Parliamentary leader of the Socialist Left Party
- In office 1977–1989
- Succeeded by: Kjellbjørg Lunde

Member of the Norwegian Nobel Committee
- In office 1991–2002

Vice chair of the Norwegian Nobel Committee
- In office 1993–1998
- Preceded by: Gidske Anderson
- Succeeded by: Gunnar Berge

Personal details
- Born: Hanna Kristine Hansen June 14, 1926 Sandtorg, Norway
- Died: June 23, 2005 (aged 79) Arendal, Norway
- Party: Socialist Left Party
- Profession: Teacher

= Hanna Kvanmo =

Norwegian politician (1926–2005)

Hanna Kristine Kvanmo (June 14, 1926 – June 23, 2005) was a Norwegian politician for the Socialist Left Party. She served as a Member of Parliament from 1973 to 1989, representing the county of Nordland, as the first parliamentary leader of the Socialist Left Party from 1977 to 1989. She was a member of the Norwegian Nobel Committee from 1991 to 2002, and served as the committee's vice chair from 1993 to 1998. During her term on the Nobel committee, she participated in the decisions to award the Nobel Peace Prize to individuals such as Aung San Suu Kyi, Nelson Mandela, Yasser Arafat and Kofi Annan. She worked for the thoroughly nazified German Red Cross in the ending years of the Second World War, and she was convicted for treason following her repatriation to Norway in 1947.
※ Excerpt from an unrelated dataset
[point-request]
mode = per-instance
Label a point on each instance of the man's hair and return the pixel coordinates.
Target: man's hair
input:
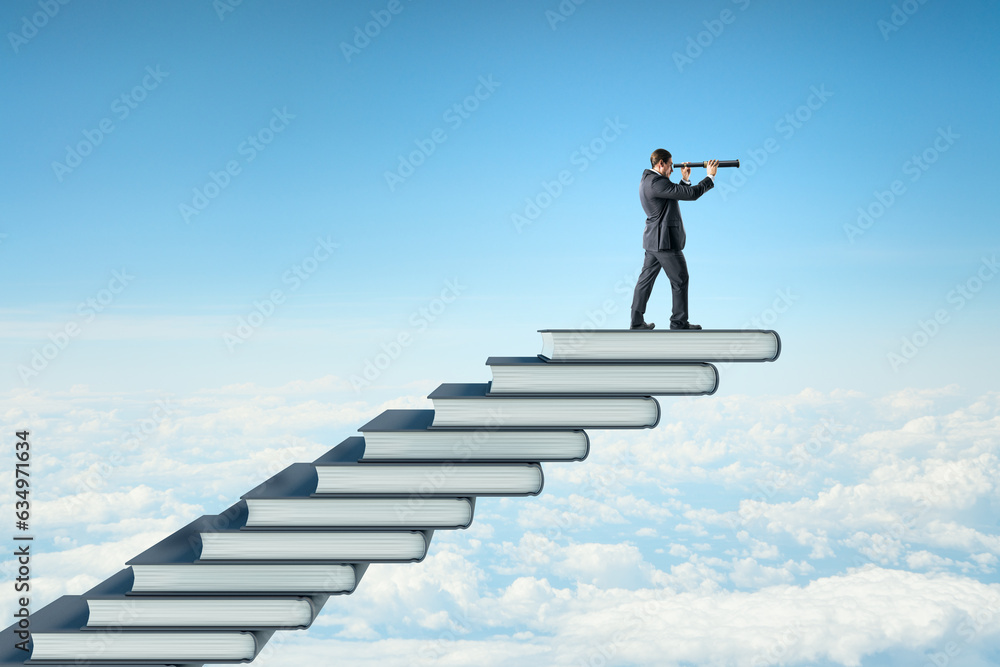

By profession, she was a teacher.

==Early life==
Hanna Kvanmo grew up in a working-class family in the Norwegian town Harstad. Her father was a fisherman and her mother was a factory worker. Her parents were divorced, and she was brought up mostly by her mother.

As an 18-year-old (in 1944), Kvanmo joined the German Red Cross as a nursing student. She was stationed for some time on the Eastern Front, and in the last days of the war, she worked as a practical nurse in Berlin. After the German defeat, she was interned in the British sector of Germany; she was returned to Norway in late 1947 where she was tried and convicted for treason. She received an 8-month prison sentence and a ten-year suspension of her rights as a citizen; the prison sentence was suspended after an appeal to the Supreme Court.

==Career==
After several years as a single mother working as a cleaning lady and cook, she married and passed the university entrance exam (examen artium) with distinction and worked as a gymnasium teacher at Rana Gymnasium from 1962 to 1973.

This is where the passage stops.